Pfumvudza farmers start planting
The Herald
2/11/2021
Senior Agriculture Reporter
Pfumvudza/Intwasa farmers have started planting summer crops in most parts of the country, the Ministry of Lands, Agriculture, Fisheries, Water and Rural Development has said.
The programme is this year supporting production of maize, sorghum, pearl millet, soya beans, sunflower, groundnuts, vegetables and cow peas.
Agritex chief agronomist Mrs Rutendo Nhongonhema yesterday said most farmers in Masvingo, Matabeleland South and Matabeleland North had started planting their Pfumvudza plots. “Most farmers with irrigation and those in wetlands have started planting summer crops,” she said. “Farmers benefiting under the Pfumvudza/Intwasa will start planting this week, but most of them who planted were irrigating the holes.”
Mrs Nhongonhema said farmers were planting with two litres of water per every planting station.
Last week, Agritex revealed that over 1,8 million households had prepared, with more than 207 022 households having competed the preparations by holing all five plots.
Agritex said all smallholder farmers participating in the programme were expected to have received their inputs by November 15.

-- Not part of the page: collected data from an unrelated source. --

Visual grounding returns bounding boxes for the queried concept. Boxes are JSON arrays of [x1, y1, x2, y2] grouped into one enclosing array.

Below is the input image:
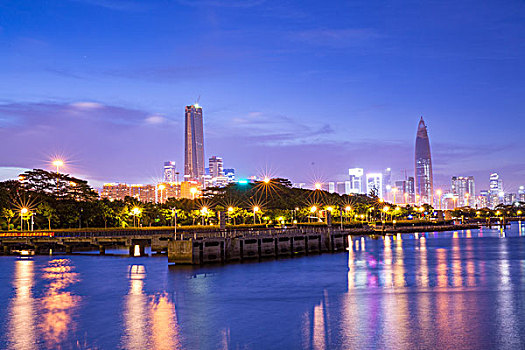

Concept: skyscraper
[[366, 173, 383, 198], [451, 176, 475, 207], [348, 168, 364, 194], [184, 104, 205, 181], [209, 156, 224, 178], [415, 117, 433, 204], [163, 161, 176, 183]]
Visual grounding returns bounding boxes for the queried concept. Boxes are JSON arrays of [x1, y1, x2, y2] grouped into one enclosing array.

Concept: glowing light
[[436, 189, 442, 196], [314, 183, 322, 190], [158, 184, 166, 190], [131, 207, 141, 215], [228, 206, 234, 213], [201, 207, 208, 214], [345, 206, 351, 212], [21, 208, 29, 214], [310, 206, 317, 213], [263, 177, 270, 184], [253, 206, 260, 212], [238, 179, 248, 185], [326, 206, 333, 212], [383, 206, 390, 212], [52, 160, 64, 167], [379, 198, 384, 203]]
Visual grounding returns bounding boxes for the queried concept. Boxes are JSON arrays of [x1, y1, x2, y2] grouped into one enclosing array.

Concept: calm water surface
[[1, 223, 525, 349]]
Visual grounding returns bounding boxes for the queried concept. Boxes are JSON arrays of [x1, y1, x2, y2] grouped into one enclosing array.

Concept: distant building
[[479, 190, 490, 208], [293, 183, 306, 189], [394, 180, 407, 203], [383, 168, 392, 200], [224, 168, 235, 182], [336, 181, 351, 195], [101, 183, 129, 201], [184, 104, 205, 181], [366, 173, 383, 198], [451, 176, 475, 207], [519, 186, 525, 202], [415, 117, 433, 204], [328, 182, 336, 193], [504, 193, 516, 205], [489, 173, 503, 207], [209, 156, 224, 178], [163, 161, 176, 183], [407, 177, 415, 203], [348, 168, 364, 194], [180, 181, 201, 199]]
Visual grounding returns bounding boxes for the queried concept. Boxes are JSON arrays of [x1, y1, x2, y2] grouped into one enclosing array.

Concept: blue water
[[1, 223, 525, 349]]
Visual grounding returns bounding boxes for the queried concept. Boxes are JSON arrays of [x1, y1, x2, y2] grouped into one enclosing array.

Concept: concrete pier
[[167, 227, 349, 265]]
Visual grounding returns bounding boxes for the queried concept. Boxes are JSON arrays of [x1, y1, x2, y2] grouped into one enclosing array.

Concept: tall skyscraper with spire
[[184, 103, 205, 181], [415, 117, 433, 204]]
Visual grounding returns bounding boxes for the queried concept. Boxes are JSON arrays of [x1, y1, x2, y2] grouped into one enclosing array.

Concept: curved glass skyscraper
[[415, 117, 433, 204]]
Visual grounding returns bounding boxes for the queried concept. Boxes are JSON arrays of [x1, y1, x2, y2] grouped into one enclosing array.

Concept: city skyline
[[0, 0, 524, 191]]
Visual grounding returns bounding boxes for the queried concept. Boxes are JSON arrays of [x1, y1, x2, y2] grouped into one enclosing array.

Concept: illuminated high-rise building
[[366, 173, 383, 198], [415, 117, 433, 204], [209, 156, 224, 178], [184, 104, 205, 181], [451, 176, 475, 207], [163, 161, 176, 183], [348, 168, 364, 194]]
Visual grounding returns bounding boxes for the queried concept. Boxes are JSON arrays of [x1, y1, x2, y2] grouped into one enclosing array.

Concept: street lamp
[[20, 207, 28, 231], [131, 207, 141, 227], [253, 206, 260, 224], [314, 183, 322, 190], [201, 206, 208, 225], [52, 159, 64, 195], [263, 177, 270, 184]]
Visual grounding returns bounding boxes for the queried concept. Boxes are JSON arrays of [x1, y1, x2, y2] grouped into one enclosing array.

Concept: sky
[[0, 0, 524, 192]]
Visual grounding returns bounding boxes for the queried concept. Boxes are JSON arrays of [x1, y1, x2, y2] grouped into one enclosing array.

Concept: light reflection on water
[[0, 223, 525, 349]]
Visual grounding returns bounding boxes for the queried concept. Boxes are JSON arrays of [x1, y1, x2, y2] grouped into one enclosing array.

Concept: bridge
[[0, 222, 482, 264]]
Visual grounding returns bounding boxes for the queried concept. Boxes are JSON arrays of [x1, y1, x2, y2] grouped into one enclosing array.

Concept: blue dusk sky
[[0, 0, 524, 191]]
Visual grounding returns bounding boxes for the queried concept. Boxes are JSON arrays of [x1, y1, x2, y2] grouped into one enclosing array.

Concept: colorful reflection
[[8, 259, 36, 350], [122, 265, 181, 350], [40, 259, 81, 348]]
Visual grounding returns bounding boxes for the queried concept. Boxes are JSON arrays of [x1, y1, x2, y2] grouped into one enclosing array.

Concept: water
[[1, 223, 525, 350]]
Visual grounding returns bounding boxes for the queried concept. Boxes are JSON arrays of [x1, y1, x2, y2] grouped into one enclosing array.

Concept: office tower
[[504, 193, 516, 205], [479, 190, 490, 208], [451, 176, 475, 206], [366, 173, 383, 198], [163, 161, 176, 183], [209, 156, 224, 178], [328, 182, 336, 193], [519, 186, 525, 202], [336, 181, 351, 195], [184, 104, 205, 181], [383, 168, 392, 199], [348, 168, 364, 194], [415, 117, 434, 204], [395, 180, 407, 203], [489, 173, 503, 207], [407, 177, 415, 203], [224, 168, 236, 182]]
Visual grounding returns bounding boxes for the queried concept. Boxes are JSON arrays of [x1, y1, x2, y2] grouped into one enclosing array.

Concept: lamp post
[[228, 206, 234, 225], [201, 207, 208, 226], [309, 206, 317, 223], [20, 207, 28, 231], [131, 207, 141, 227], [52, 159, 64, 195], [253, 206, 260, 225]]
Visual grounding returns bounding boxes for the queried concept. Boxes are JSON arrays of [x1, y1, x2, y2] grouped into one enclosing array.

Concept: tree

The Presidential Inputs Programme is targeting 2,3 million small scale farms in communal, A1, small scale commercial farming and old resettlement sectors for cereals, oil seeds and legumes.
The scheme provides training a scientifically-proven system of conservation agriculture, as well as the inputs and the aim is to ensure that the farms are run as proper businesses, with the farmers retaining what they need for on-farm consumption and selling the rest of the harvest.
The scheme adopted the Pfumvudza/Conservation Agriculture concept based on the principles of minimum soil disturbance (holing out), mulching to conserve moisture, timeliness of operations and adoption of good agronomic practices.
Success of the Pfumvudza programme last season saw more farmers adopting the cropping technique this time and they have undergone training.
Agritex is training both old and new farmers and only when one would have finished the recommended land preparations are inputs distributed.
In the 2021/22 summer programme, the target is to sustainably increase crop production and productivity to meet and surpass the national requirements for both human consumption and industrial use through the implementation of the key tenets of the Agriculture Recovery Plan.